All The Colors of The Dark/Review
From The Grindhouse Cinema Database
Since suffering the results of a car accident and losing her baby in the process, Jane (Edwige Fenech) has been having strange nightmares involving a grotesque child-birth and the murder of her mother (which really happened) by a strange, blue-eyed man (Ivan Rassimov). Besides having to deal with the disturbing dreams, the accident has also left some damage on Jane's love life with her husband, Richard (George Hilton) Richard is content on having Jane improve by psychoanalysis and medication, but Jane's sister, Barbara (Nieves Navarro) has other plans to help cure Jane's problems...Which involves the occult. Jane goes through with the black magic recommendation and after experiencing a blood ceremony/orgy within the cult's circle, the results have had positive effects on her.
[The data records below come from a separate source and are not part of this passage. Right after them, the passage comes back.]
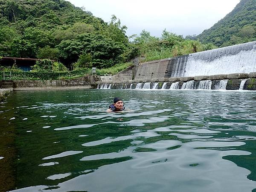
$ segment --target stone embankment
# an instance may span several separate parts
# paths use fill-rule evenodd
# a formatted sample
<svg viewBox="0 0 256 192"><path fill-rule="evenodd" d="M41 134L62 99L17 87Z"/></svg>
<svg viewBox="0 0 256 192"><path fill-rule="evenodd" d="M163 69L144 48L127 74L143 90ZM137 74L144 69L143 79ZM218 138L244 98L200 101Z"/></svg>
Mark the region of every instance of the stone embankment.
<svg viewBox="0 0 256 192"><path fill-rule="evenodd" d="M12 92L13 89L11 88L0 89L0 102L1 102L6 96Z"/></svg>
<svg viewBox="0 0 256 192"><path fill-rule="evenodd" d="M96 76L86 76L66 80L2 81L0 84L3 88L8 84L9 87L14 90L91 89L92 85L99 79Z"/></svg>
<svg viewBox="0 0 256 192"><path fill-rule="evenodd" d="M93 88L99 88L102 84L112 84L112 89L120 88L124 87L125 84L126 87L130 87L131 85L131 88L134 89L137 84L138 83L145 83L147 82L158 82L158 89L161 89L164 82L166 82L166 89L168 89L172 83L178 82L177 89L180 89L182 87L184 83L190 81L194 81L195 82L199 82L201 81L211 80L212 83L212 89L215 89L215 87L220 80L225 80L227 81L226 87L227 90L238 90L239 89L241 81L245 80L243 87L244 90L256 90L256 72L250 73L233 73L230 74L220 74L212 76L195 76L195 77L170 77L159 79L137 79L128 81L105 81L96 82L96 84L93 85Z"/></svg>

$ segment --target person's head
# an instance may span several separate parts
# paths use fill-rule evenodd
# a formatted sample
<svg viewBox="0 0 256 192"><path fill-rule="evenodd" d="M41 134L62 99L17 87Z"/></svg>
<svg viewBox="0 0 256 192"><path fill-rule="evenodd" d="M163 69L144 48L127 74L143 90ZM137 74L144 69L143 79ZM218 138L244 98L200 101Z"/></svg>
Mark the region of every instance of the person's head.
<svg viewBox="0 0 256 192"><path fill-rule="evenodd" d="M120 97L115 97L114 98L113 105L117 110L122 110L124 105L122 99Z"/></svg>

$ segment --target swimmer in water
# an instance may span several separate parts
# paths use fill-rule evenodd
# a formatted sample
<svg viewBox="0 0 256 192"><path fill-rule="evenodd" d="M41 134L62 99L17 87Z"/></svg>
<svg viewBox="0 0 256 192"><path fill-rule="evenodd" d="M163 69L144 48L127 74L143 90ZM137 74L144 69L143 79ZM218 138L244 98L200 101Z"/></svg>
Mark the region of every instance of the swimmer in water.
<svg viewBox="0 0 256 192"><path fill-rule="evenodd" d="M124 106L124 103L120 97L115 97L113 103L109 105L107 112L119 112L124 110L125 108Z"/></svg>

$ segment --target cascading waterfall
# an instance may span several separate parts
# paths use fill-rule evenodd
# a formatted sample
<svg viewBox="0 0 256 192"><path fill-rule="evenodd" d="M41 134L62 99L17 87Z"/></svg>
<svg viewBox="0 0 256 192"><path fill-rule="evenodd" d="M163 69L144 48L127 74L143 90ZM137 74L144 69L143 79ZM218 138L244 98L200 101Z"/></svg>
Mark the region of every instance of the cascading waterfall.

But she will now have to pay a price for now being a member of this wicked cult which leaves dead bodies in her path--With the blue-eyed man from her nightmares being accounted for as the killer.
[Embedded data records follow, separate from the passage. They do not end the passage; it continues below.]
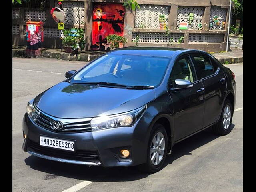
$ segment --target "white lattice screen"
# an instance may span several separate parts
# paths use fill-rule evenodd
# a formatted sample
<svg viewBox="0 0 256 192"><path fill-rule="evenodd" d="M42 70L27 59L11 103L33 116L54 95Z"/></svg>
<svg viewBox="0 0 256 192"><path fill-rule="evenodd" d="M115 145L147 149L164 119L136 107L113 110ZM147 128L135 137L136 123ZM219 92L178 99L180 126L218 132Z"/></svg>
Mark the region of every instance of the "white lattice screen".
<svg viewBox="0 0 256 192"><path fill-rule="evenodd" d="M13 35L18 35L19 31L19 25L12 25Z"/></svg>
<svg viewBox="0 0 256 192"><path fill-rule="evenodd" d="M18 19L20 17L20 10L19 9L13 9L12 10L12 19Z"/></svg>
<svg viewBox="0 0 256 192"><path fill-rule="evenodd" d="M46 19L46 14L45 11L26 10L25 19L26 21L44 22Z"/></svg>
<svg viewBox="0 0 256 192"><path fill-rule="evenodd" d="M44 36L47 37L60 37L60 30L56 27L44 27Z"/></svg>
<svg viewBox="0 0 256 192"><path fill-rule="evenodd" d="M192 13L194 14L194 19L191 24L188 25L188 29L198 30L198 25L202 23L204 12L204 7L178 6L177 18L177 29L179 29L180 23L188 23L189 14Z"/></svg>
<svg viewBox="0 0 256 192"><path fill-rule="evenodd" d="M211 12L210 15L210 22L213 22L213 27L210 28L210 30L224 30L225 27L222 26L223 22L226 22L226 19L227 16L227 9L220 8L220 7L212 6L211 7ZM214 16L218 16L218 20L220 24L217 25L214 24L213 22L213 18Z"/></svg>
<svg viewBox="0 0 256 192"><path fill-rule="evenodd" d="M160 29L161 15L165 16L168 24L170 6L140 4L140 7L135 12L135 28Z"/></svg>
<svg viewBox="0 0 256 192"><path fill-rule="evenodd" d="M146 43L167 44L171 37L173 39L172 42L177 43L181 36L184 36L183 33L171 33L169 36L166 36L164 33L152 33L148 32L132 32L132 40L136 40L136 36L140 37L139 42ZM169 42L169 43L170 42Z"/></svg>
<svg viewBox="0 0 256 192"><path fill-rule="evenodd" d="M190 33L188 43L222 43L224 41L224 34Z"/></svg>
<svg viewBox="0 0 256 192"><path fill-rule="evenodd" d="M55 6L59 7L58 2ZM84 2L81 1L62 1L62 10L65 14L65 24L84 25Z"/></svg>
This is definitely one of the more stylized-looking gialli I've seen. The locales (set in England) are a nice, colorful departure from the usual Italian scenery. Plus the wild, nightmare sequences (though appearing briefly) provide the most subversive imagery that could be found within the genre. Rounding out this quite unique experience is the musical score from Bruno Nicolai which brings back shades of the eerie childlike chants heard in The Bird With The Crystal Plumage along with a different theme consisting of guitar-heavy melodies and sinister wailing which take place during the occult scenes (which, visually, owes a thing or two from Rosemary's Baby). Though the climax feels a bit disorganized and rushed, overall, this is still one to watch for. Especially for fans of Sergio Martino and Edwige Fenech.